Questi sono i temi con i quali dobbiamo cercare di affrontare tutto questo grande patrimonio delle periferie che abbiamo ricevuto in eredità. Alcune periferie sono assolutamente interessanti in termini di riorganizzazione degli spazi e dei luoghi dell’abitare, altre forse necessitano di una revisione più radicale senza però ricorrere, a mio avviso, alla demolizione” ha dichiarato l’architetto Salimei.

In merito ai temi e alle strategie prima citate, Guendalina Salimei sostiene che “tutto quanto si sposa con il termine ‘sostenibilità’, una parola spesso abusata ma il cui significato è chiaro a tutti, tecnici e non. Nell’ambito delle periferie il termine sostenibilità può essere declinato in diverse realtà. Si può parlare di sostenibilità ambientale, sociale, fruitiva oltre che energetica. La spinta alla riorganizzazione degli alloggi di questi grandi complessi è stata possibile anche attraverso quel processo normativo di adeguamento, tra cui quello energetico appunto, che ha permesso in termini progettuali la trasformazione all’interno di questi edifici. Ricordiamo che questi complessi sono legati a una legge sull’edilizia economico popolare, di ormai cinquanta anni fa, che lascia pochi margini di intervento sulla riorganizzazione degli spazi”.
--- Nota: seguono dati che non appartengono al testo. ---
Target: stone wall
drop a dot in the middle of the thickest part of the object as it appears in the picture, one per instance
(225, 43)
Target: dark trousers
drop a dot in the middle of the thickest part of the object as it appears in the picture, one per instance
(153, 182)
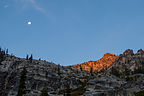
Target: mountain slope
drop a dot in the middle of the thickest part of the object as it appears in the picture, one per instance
(103, 63)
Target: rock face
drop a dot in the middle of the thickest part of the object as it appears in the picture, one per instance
(123, 75)
(103, 63)
(39, 74)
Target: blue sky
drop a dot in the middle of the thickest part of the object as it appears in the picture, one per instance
(71, 31)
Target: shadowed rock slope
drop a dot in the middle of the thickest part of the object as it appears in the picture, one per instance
(122, 75)
(39, 74)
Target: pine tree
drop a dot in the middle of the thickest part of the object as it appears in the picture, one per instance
(91, 70)
(81, 68)
(22, 87)
(59, 73)
(31, 58)
(27, 57)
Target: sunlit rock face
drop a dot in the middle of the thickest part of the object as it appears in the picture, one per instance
(103, 63)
Guendalina Salimei ha poi proseguito il suo intervento raccontando l’esperienza del Corviale. Questo edificio frutto di un’utopia di Mario Fiorentino costruito nella campagna romana, un edificio lungo un kilometro destinato a 6-7mila abitanti. Un’utopia che, secondo la Salimei, si rifaceva all’idea della “grande macchina dell’abitare” teorizzata da Le Corbusier e alle antiche infrastrutture romane degli acquedotti che caratterizzano il paesaggio della campagna romana, una sorta di nuova grande infrastruttura della contemporaneità. Il progetto di riqualificazione del Corviale prevede la riorganizzazione del famoso 4° piano, la strada interna pensata dai progettisti nel 1975 come spazio pubblico adibito alle attrezzature – negozi, asili, sale condominiali etc. – a servizio della “grande macchina dell’abitare”.

Il progetto di ristrutturazione edilizia con cambio d’uso dei locali del 4°piano del Corviale prevede la riorganizzazione di uno spazio che nel tempo ha subito un’occupazione abusiva con la realizzazione di circa 110 appartamenti. Una situazione problematica che ha portato l’ATER - Azienda territoriale per l'edilizia residenziale pubblica della provincia di Roma – a indire un bando di concorso che prevedeva l’inserimento di nuovi alloggi e quindi la trasformazione ufficiale di questo piano in un piano adibito ad uso residenziale. Alla base del progetto di riqualificazione proposto dal gruppo capeggiato da Guendalina Salimei “la volontà di non snaturare l’idea originaria di questo spazio. Abbiamo sì pensato a un piano di alloggi ma intervallato da spazi comuni”.

guendalina-salimei_corviale_02.jpg© T-Studio

L’idea della fascia verde è nata dalla volontà di far entrare la natura all’interno di questo sistema e di creare spazi comuni caratterizzati da questo colore a simboleggiare una rinascita dello spazio e del luogo; “un enzima positivo capace di riorganizzare tutto il sistema” ha affermato la Salimei durante il suo intervento. Il progetto è conosciuto anche con il nome di “chilometro verde”.

L’esperienza del Corviale di Guendalina Salimei è stata fonte di ispirazione del film “Scusate se esisto!” (2014) diretto dal regista Riccardo Milani.